Eduardo, el menor de los hijos de Ángela, fue designado para cumplir la misión: convencer al niño de que Independiente debía ser su pasión de ahí en adelante. Pese a que Eduardo ya estaba en la  adolescencia, tomó ese desafío como propio. Mientras aceptaba volver a la infancia y jugar con el pequeño, llevaba adelante una metódica campaña para trasformar a su primito en un nuevo fanático. Tenía a su favor que el equipo de Independiente pasaba por un momento de gloria.
Promediaba 1969. El equipo del Rojo estaba integrado por Santoro, Comisso, Monges, Semenewicz y el Chivo Pavoni. El Pato Pastoriza, Raimondo y Adorno. Bernao, Yazalde y Tarabini.

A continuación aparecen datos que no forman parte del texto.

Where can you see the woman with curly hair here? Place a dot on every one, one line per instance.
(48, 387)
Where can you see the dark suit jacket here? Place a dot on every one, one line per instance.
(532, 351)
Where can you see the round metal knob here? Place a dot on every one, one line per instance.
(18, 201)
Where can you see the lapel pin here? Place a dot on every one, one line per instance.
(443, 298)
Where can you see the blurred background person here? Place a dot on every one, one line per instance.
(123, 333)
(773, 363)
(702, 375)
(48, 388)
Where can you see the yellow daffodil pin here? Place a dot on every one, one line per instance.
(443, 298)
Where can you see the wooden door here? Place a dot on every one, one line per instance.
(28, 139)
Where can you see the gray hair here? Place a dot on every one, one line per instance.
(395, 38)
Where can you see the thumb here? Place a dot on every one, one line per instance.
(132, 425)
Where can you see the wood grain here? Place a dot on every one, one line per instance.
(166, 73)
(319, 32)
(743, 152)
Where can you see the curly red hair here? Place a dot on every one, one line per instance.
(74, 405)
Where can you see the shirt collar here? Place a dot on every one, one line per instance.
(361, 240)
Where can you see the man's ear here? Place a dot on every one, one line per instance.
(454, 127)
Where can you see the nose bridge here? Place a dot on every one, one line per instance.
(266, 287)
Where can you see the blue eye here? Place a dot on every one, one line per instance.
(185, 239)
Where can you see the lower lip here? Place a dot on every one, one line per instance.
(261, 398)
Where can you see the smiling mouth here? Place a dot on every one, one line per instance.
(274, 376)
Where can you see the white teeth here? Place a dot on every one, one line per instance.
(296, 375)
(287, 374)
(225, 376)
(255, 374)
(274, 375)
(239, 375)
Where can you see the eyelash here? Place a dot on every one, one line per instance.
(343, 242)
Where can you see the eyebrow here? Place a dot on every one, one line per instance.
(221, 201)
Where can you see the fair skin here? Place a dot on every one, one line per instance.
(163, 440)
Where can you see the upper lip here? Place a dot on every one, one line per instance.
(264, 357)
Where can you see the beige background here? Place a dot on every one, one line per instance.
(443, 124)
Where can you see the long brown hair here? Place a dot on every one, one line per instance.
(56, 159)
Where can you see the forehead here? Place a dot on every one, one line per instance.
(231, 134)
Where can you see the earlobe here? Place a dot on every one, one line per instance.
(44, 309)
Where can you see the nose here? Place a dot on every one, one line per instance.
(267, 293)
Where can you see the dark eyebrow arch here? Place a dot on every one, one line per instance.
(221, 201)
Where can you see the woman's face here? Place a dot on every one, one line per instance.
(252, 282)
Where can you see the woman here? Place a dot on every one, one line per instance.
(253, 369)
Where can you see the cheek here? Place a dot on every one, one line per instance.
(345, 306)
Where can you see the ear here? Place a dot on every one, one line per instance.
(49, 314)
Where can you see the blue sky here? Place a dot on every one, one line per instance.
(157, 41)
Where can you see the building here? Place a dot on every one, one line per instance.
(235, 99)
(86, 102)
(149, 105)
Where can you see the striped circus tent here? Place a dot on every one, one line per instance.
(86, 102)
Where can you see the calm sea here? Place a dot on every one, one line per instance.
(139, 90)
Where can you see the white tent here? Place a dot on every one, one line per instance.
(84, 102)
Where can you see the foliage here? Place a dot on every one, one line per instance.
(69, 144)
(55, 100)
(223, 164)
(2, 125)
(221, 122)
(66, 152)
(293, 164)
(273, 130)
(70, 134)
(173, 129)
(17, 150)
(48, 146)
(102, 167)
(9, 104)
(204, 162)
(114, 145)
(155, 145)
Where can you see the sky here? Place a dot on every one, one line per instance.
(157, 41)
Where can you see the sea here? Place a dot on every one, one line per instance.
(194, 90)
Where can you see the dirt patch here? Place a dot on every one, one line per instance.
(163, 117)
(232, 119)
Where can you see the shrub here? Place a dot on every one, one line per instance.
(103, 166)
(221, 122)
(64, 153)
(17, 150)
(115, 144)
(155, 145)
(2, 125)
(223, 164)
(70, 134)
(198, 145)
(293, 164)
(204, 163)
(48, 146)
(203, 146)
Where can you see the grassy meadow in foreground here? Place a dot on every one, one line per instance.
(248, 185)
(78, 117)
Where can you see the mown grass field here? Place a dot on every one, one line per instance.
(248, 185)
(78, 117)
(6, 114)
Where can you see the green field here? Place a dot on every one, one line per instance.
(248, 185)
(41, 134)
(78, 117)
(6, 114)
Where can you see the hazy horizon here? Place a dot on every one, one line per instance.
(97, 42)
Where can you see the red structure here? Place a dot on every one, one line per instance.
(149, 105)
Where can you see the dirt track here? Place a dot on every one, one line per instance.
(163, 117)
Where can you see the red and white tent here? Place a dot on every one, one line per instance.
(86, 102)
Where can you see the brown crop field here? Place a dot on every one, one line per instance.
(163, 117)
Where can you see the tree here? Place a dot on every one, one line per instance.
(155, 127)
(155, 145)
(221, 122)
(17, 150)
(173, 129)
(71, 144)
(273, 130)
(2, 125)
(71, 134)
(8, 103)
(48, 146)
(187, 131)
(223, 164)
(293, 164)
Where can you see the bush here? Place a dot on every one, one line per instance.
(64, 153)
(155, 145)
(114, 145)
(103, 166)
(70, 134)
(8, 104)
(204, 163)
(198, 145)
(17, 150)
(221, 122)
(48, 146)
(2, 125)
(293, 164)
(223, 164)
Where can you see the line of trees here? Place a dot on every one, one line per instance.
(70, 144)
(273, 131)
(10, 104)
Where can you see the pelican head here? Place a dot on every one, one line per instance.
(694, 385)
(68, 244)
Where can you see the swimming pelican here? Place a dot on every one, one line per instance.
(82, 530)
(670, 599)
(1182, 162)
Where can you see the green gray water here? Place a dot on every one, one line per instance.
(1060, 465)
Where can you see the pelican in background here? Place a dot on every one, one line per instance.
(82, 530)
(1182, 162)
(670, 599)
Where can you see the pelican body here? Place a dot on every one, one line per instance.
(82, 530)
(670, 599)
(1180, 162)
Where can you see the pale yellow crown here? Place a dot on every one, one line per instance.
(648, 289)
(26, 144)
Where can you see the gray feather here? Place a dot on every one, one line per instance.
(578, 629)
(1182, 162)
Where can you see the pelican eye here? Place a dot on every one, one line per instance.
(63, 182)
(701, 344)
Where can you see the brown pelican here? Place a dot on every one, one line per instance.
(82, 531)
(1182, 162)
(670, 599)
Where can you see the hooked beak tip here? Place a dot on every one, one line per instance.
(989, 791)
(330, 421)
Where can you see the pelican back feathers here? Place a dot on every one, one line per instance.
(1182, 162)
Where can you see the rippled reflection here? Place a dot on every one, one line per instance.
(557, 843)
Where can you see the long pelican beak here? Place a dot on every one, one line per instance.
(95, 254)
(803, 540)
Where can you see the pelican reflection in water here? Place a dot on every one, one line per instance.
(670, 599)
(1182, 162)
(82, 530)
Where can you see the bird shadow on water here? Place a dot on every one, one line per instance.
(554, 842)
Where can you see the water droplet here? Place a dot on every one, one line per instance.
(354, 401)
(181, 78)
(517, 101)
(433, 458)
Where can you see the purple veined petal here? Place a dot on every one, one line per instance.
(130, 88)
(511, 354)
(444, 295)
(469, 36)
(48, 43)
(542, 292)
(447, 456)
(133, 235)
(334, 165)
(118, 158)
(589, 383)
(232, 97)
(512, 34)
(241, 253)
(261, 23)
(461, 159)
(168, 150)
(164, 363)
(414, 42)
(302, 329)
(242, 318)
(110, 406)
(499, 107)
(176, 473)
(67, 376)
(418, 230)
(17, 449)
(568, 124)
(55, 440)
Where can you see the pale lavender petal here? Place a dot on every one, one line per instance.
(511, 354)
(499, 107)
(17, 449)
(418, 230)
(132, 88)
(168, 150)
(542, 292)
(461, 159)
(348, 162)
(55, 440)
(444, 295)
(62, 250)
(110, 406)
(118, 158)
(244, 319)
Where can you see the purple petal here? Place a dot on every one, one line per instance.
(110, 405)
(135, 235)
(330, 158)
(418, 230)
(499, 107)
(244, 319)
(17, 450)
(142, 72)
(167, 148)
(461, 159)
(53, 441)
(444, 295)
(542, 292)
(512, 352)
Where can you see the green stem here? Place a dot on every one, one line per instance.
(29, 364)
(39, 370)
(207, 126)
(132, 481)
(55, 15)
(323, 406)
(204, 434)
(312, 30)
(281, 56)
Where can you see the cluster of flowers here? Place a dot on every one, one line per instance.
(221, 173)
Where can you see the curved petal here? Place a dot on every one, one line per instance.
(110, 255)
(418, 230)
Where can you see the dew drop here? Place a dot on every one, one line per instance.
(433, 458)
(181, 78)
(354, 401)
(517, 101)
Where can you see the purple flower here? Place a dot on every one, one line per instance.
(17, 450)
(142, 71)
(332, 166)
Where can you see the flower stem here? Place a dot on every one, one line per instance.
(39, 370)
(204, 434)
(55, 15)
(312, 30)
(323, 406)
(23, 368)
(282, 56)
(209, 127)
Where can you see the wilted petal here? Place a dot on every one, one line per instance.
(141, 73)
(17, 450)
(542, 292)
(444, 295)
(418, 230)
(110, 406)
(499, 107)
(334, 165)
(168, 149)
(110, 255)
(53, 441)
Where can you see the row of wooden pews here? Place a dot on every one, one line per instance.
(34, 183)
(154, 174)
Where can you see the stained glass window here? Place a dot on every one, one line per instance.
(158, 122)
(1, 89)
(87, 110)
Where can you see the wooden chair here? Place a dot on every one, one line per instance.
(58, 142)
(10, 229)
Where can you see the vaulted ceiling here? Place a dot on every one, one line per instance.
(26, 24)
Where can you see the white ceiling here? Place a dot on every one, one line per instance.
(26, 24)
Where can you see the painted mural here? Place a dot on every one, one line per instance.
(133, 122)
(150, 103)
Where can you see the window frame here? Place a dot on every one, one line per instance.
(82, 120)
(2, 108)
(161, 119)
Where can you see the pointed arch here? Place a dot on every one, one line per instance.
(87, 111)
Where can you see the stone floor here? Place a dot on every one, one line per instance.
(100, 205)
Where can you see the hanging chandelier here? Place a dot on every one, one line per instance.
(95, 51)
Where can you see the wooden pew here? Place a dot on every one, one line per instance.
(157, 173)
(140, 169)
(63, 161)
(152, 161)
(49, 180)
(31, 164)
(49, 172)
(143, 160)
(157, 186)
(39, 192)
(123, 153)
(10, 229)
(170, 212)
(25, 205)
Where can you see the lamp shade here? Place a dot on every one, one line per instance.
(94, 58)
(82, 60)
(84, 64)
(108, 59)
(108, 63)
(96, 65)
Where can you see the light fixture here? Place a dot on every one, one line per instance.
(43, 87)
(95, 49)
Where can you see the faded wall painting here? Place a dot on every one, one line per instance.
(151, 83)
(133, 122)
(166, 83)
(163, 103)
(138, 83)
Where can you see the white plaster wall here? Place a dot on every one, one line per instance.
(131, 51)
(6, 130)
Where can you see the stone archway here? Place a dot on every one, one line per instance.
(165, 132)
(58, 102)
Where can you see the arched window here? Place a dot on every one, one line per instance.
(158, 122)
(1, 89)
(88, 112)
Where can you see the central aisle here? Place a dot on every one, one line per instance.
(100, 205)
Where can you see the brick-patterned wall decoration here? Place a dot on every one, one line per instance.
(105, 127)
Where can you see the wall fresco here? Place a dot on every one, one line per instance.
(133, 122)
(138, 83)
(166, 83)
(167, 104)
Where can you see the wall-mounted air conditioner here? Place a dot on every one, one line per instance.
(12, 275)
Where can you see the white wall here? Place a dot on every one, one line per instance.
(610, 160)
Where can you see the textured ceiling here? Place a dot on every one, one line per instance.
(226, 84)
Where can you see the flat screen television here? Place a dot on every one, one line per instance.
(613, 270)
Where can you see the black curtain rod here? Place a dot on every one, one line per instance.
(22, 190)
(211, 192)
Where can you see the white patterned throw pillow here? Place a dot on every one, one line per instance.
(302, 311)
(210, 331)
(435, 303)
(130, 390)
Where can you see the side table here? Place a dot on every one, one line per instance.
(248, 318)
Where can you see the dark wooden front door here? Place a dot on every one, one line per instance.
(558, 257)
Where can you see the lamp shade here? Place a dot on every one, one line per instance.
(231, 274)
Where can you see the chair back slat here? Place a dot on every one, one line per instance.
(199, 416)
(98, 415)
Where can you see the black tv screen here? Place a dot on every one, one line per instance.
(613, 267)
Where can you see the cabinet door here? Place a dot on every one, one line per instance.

El niño no opuso resistencia. La fuerte imagen de Fito y el cariño por Eduardo hacían desaparecer cualquier objeción. Pero faltaba el golpe de gracia. Había que llevarlo a la cancha. Entonces, un domingo en que Independiente jugaba de local fueron a Avellaneda. Adentro del estadio se separaron. Fito fue a la platea de vitalicios para ver el partido con sus amigos de la cancha. “¿Por qué no podemos ir con él?”, le preguntó el purrete a su primo, quienes se habían quedado en la platea común. “A Fito no le gusta que lo molesten cuando juega Independiente”, contestó Eduardo.
Fito era así: duro, casi dictatorial.
En la siesta se debía hablar en un susurro para no despertarlo. Cuando se levantaba había que tenerle preparadas las tostadas bien crocantes y el café. El único que ahora podía romper esa rutina era el pibito. Fito le había concedido un beneficio: antes de levantarse de la cama y mientras fingía que todavía dormía, permitía que el niño fuera hasta su cama, que se subiera a ella y que le tirara suavemente de los poquísimos pelos que le quedaban. Entonces, Fito fingía que despertaba sobresaltado y el niño estallaba en carcajadas.
Pero esa ternura desaparecía totalmente en la cancha. Fito no podía ser molestado mientras miraba jugar al Rojo.
Pasó el tiempo. Siete años pasaron. El niño creció. En el ’77 ya era un fanático más de Independiente, ya no vivía en Buenos Aires y seguía los partidos por radio. Era el Independiente de Bochini, de Trossero.
Para esa época, el chico viajó a la capital para visitar a su familia. Fito ya había muerto. El pibe le pidió a su primo Eduardo que lo llevara a la cancha. En esa fecha, Independiente jugaba de visitante contra el  glorioso Huracán de Brindisi, Housemann y Babington.
Esa tarde, el sol pegaba de lleno sobre la tribuna de los hinchas de la visita. El chico terminó insolado y con una derrota de su equipo por 2 a 1.
Fue la última vez que fue a la cancha. No regresó más. Quizás haya influido esa derrota, pero más influyó la ausencia de Fito en la platea. Pese a todo, su pasión por el Rojo no mermó.
Aún hoy dura. Aún hoy, cuando su equipo está en el cadalso del descenso.
Aún hoy, cuando ese pibito escribe estas líneas y entiende que los grandes como el Rojo y como Fito no se van a ninguna parte. Sólo descasan.